Third Sunday of Easter – Year C
[Acts 5: 28-32, 40b-41; Psalm 30; Revelation 5:11-14; John 21:1-19]
In recent years, there has emerged a phenomenon that goes popularly by the name of “cancel culture”. It is a widespread form of ostracism, by which someone has their invitation to speak cancelled, is turned out of social circles or professional spheres, is boycotted or otherwise shunned, because of having said something or acted in some way that is deemed by others to be unacceptable, not in keeping with a prevailing orthodoxy. There is an attempt to “cancel” not only the opinion expressed but also the one who holds it.
If we consider this trend in the light of the Gospel for today, an urgent question emerges for us who are followers of Jesus Christ. Is there any tendency in me to “cancel”, or turn away from someone not only with whom I might disagree, but who has actually harmed me in some way? Is there room in me for mercy and forgiveness? The cancel culture around us demonstrates rather clearly that, in society generally, there is a growing absence of mercy, a lack of consideration given to redemption, to giving someone a second chance, to helping them start over when a mistake has been made. Am I allowing the way I relate to others to be shaped by this culture, or by the Gospel?
As we engage this question, let’s remember first of all that the Easter season is the Christian celebration of redemption. It is the joyful recognition that we, who are all sinners, who have all made mistakes, have been redeemed, not cancelled, by the love of God that has reached us in Jesus Christ. In the death and resurrection of our Lord, we see clearly that God has not given up on us. He has not turned his back, he has not shunned or boycotted us; rather God has drawn near with mercy that, yes, cancels our sins, but not us sinners, with a love that fully restores and continually accompanies us. As people who live from that mercy, we must be ready to extend it to others.
Now let’s turn to the Gospel text, with its wonderfully rich account of the encounter between Peter and the Risen Jesus. Their interaction unfolds around one question that Jesus poses to Peter: “Do you love me?” Close consideration of what Jesus does with this question will bring to light how he responds to the reality of our sin and thereby models how we are to respond to people who harm or offend us.
Bear in mind that this is the first record we have in St. John’s Gospel of a dialogue between Jesus and Peter after the Resurrection, which is to say, the first since Peter’s threefold betrayal of the Lord.
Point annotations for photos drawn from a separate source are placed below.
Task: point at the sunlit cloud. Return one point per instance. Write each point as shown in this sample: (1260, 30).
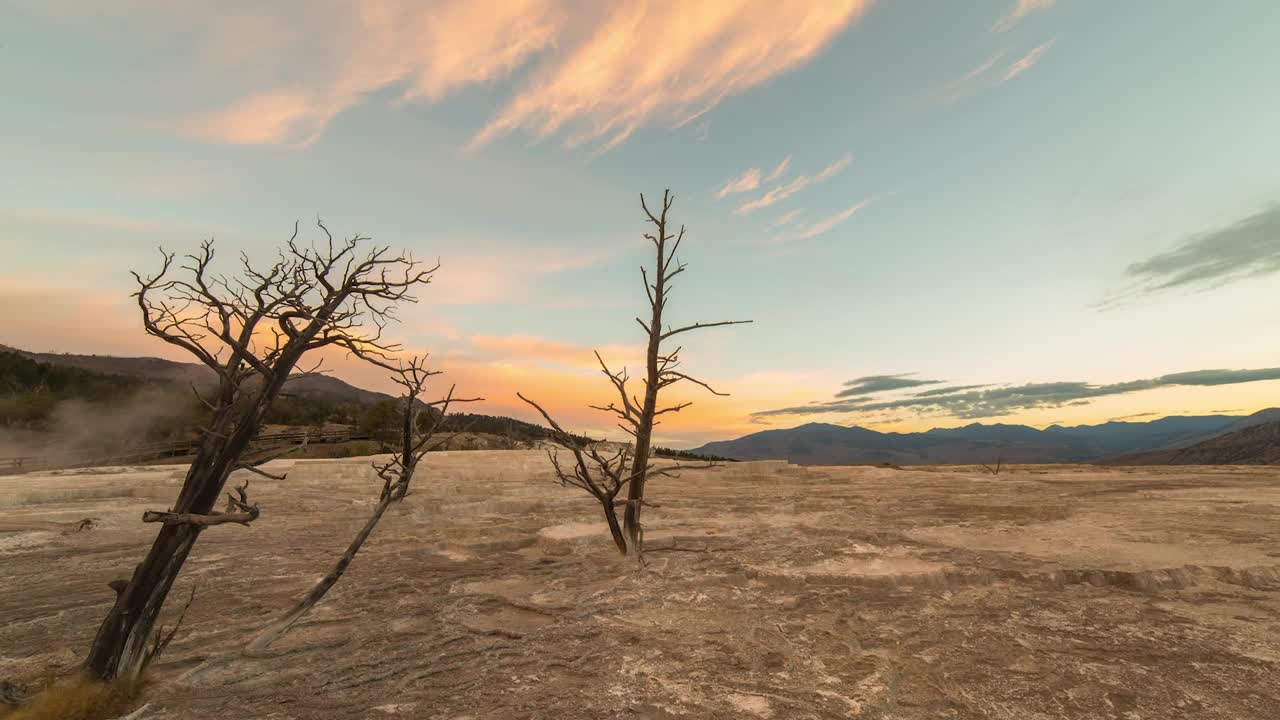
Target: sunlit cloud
(615, 78)
(987, 74)
(789, 188)
(1020, 10)
(786, 219)
(993, 401)
(1248, 247)
(517, 347)
(778, 171)
(588, 72)
(822, 226)
(1025, 62)
(746, 182)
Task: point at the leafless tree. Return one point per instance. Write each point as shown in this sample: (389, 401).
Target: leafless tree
(662, 367)
(251, 331)
(396, 474)
(600, 474)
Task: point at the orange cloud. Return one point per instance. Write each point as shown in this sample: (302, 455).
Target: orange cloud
(617, 78)
(1020, 10)
(784, 191)
(1025, 62)
(824, 224)
(748, 181)
(590, 69)
(525, 347)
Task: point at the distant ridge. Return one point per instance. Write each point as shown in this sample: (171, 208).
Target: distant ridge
(320, 387)
(1255, 445)
(823, 443)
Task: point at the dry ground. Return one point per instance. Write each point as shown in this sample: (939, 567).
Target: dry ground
(771, 592)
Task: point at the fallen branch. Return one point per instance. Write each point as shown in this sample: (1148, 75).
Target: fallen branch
(238, 510)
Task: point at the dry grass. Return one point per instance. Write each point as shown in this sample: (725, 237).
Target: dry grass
(78, 698)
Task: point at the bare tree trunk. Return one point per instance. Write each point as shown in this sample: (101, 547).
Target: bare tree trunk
(611, 516)
(251, 332)
(644, 431)
(274, 630)
(122, 639)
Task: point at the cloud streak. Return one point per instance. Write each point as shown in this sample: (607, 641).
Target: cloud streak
(781, 192)
(823, 226)
(1246, 249)
(873, 384)
(990, 401)
(1020, 10)
(583, 72)
(1027, 62)
(746, 182)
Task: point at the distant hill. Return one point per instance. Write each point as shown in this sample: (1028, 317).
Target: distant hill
(823, 443)
(319, 387)
(36, 382)
(1256, 445)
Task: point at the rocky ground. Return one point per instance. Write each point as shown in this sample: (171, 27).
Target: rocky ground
(769, 591)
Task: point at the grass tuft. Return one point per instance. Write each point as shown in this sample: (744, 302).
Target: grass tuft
(78, 698)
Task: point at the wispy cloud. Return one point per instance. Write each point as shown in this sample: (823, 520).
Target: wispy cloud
(584, 72)
(778, 171)
(786, 190)
(786, 218)
(1027, 62)
(1246, 249)
(1020, 10)
(823, 226)
(988, 74)
(1002, 400)
(873, 384)
(524, 347)
(746, 182)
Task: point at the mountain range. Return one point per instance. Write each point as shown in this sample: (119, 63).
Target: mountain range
(823, 443)
(316, 387)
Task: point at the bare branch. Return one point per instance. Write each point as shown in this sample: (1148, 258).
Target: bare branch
(700, 326)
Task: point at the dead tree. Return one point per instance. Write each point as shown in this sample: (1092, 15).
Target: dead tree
(396, 474)
(662, 367)
(251, 331)
(600, 474)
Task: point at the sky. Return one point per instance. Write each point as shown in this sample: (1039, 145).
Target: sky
(935, 213)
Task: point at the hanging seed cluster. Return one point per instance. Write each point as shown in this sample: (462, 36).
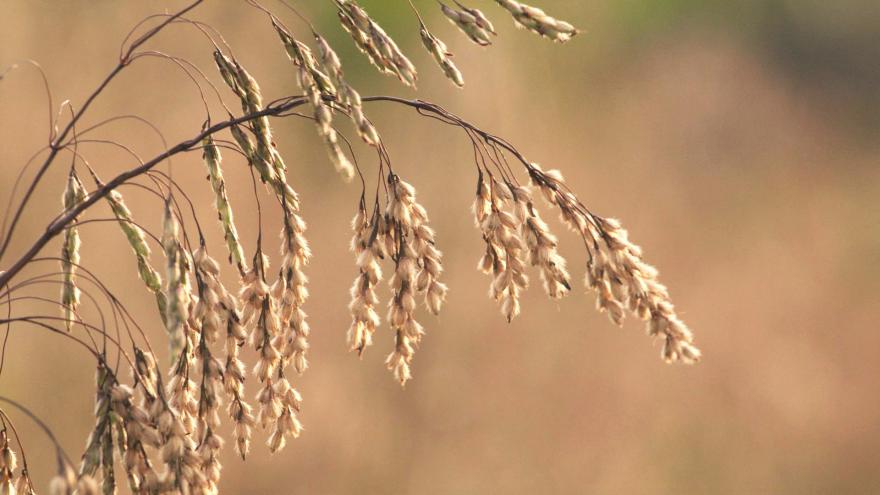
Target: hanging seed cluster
(371, 39)
(316, 85)
(164, 428)
(471, 22)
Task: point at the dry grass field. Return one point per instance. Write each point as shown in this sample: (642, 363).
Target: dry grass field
(738, 142)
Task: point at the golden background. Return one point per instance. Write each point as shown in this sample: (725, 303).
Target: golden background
(738, 142)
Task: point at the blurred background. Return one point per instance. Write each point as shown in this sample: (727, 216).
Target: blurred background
(738, 142)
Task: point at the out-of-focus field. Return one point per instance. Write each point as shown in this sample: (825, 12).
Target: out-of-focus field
(738, 141)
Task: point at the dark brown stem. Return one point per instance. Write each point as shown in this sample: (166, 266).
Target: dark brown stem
(62, 222)
(55, 145)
We can well imagine that Peter is feeling a little sheepish, to say the least; thoroughly ashamed is likely more accurate, and wondering with trepidation what Jesus would have to say to him. The Lord’s first words were ones not of condemnation but embrace: “Do you love me?” By posing that question three times, Jesus does indeed cancel out the threefold betrayal, but he does not cancel Peter. Rather he invites him back into the relationship, to begin again in the mission to which he appointed him: “Feed my sheep.”
Whenever we come before the Lord in repentance, painfully aware of our mistakes, failings and sins, Jesus poses to us the same question: “Do you love me?” It is as if he says to us, “Don’t worry about the mistakes you’ve made or the mess you’re in. I’m God, so whatever it is I can fix it. And don’t be imprisoned by your shame and guilt. I am God, so I can forgive your sins and set you free. What I want to know is: do you love me? And are you willing to heal others with the mercy by which I restore you?” The encounter with Jesus Christ does not cancel us out but brings us back; it does not bring things to an end but launches a new beginning.
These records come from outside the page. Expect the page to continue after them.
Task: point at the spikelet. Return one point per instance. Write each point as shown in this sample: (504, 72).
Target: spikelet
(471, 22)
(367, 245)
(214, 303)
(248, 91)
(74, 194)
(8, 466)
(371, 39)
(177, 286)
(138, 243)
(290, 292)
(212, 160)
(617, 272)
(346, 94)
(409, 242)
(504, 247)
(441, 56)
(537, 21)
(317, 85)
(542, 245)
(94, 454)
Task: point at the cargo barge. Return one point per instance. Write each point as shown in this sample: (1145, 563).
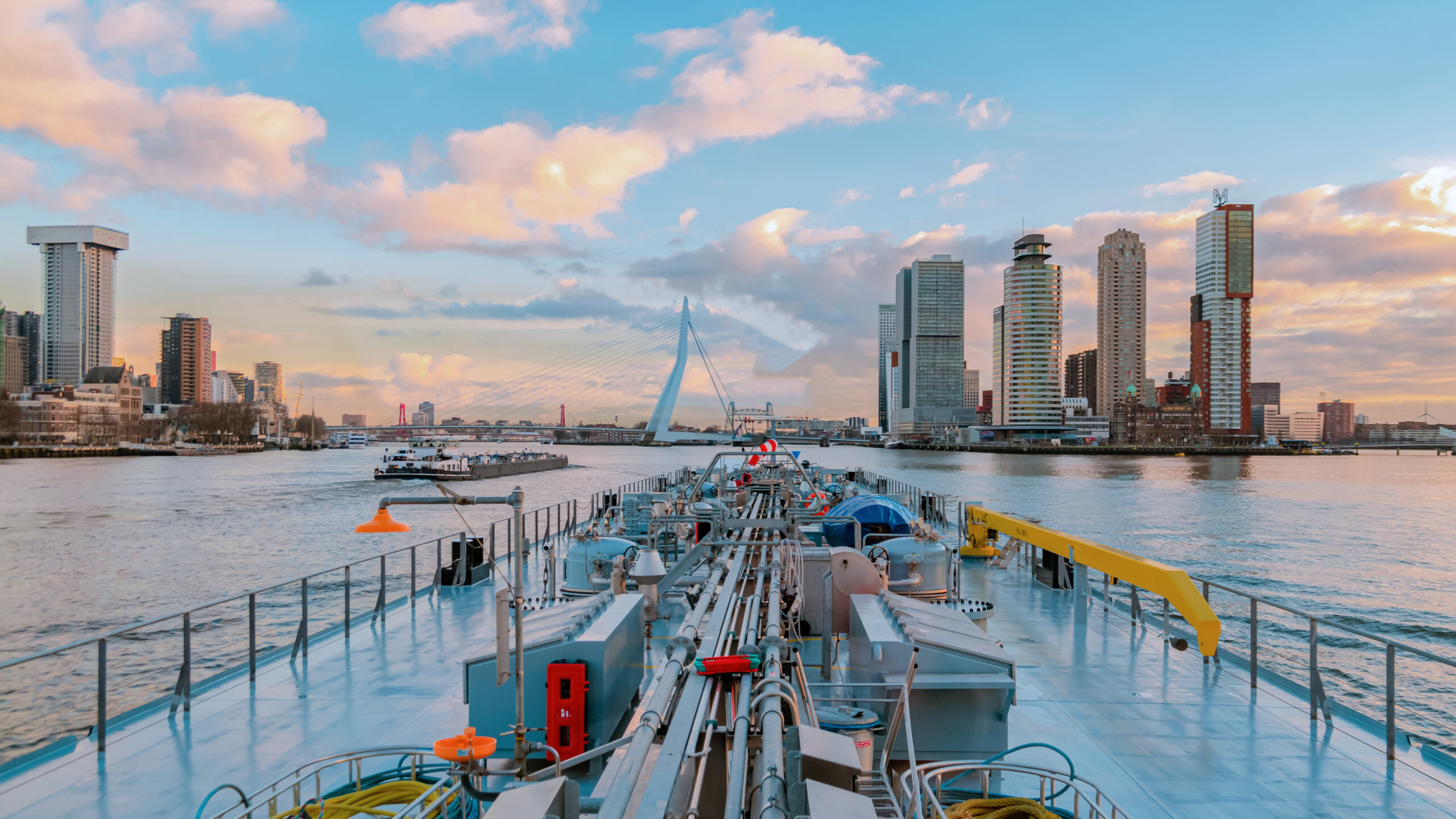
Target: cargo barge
(440, 461)
(747, 639)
This is of enormous importance as we undertake what our baptism calls us to do: announce the Gospel of mercy in both word and deed. The love of the Lord for us and ours for him is the fire within that changes us, moves us, and keeps us motivated when mercy itself runs up against the cancel culture. Look again at Saint Peter. In the first reading from Acts, we see that he, who had been ashamed of his sin and had returned to his old way of life, is now boldly announcing God’s mercy in Christ and resisting attempts by the high priest and council to cancel his teaching. It was the love and forgiveness of the Lord that changed and sustained Peter. It is the love and forgiveness of the Lord that transforms and strengthens us as we, too, refuse to allow the Gospel of mercy to be cancelled and continue with our wonderful mission of making Jesus known by the way we show mercy to others.
On this day, let’s draw inspiration from St. Joseph as well as St. Peter. I say this because today’s liturgical feast, which honours him under the title St. Joseph the Worker, is the anniversary of the dedication of our Cathedral Basilica. St. Joseph worked to provide a home for the Holy Family. We, as disciples of Jesus, work to provide a home in our hearts and in our world for the Gospel of mercy, the good news that God cancels sin but not the sinner. To put it concretely, this means working to cancel any temptation to cancel others and to establish a culture of tenderness, compassion, and forgiveness.
So, aided by the intercession of our patron, Saint Joseph, let us open our hearts to the Lord, who draws near to us in the Eucharist. May we hear him pose to us this morning, as he does every day, the question that matters most to him, and that should matter most to us: “Do you love me?” May his mercy awaken within our hearts the answering love he seeks, and inspire us always to extend mercy to others.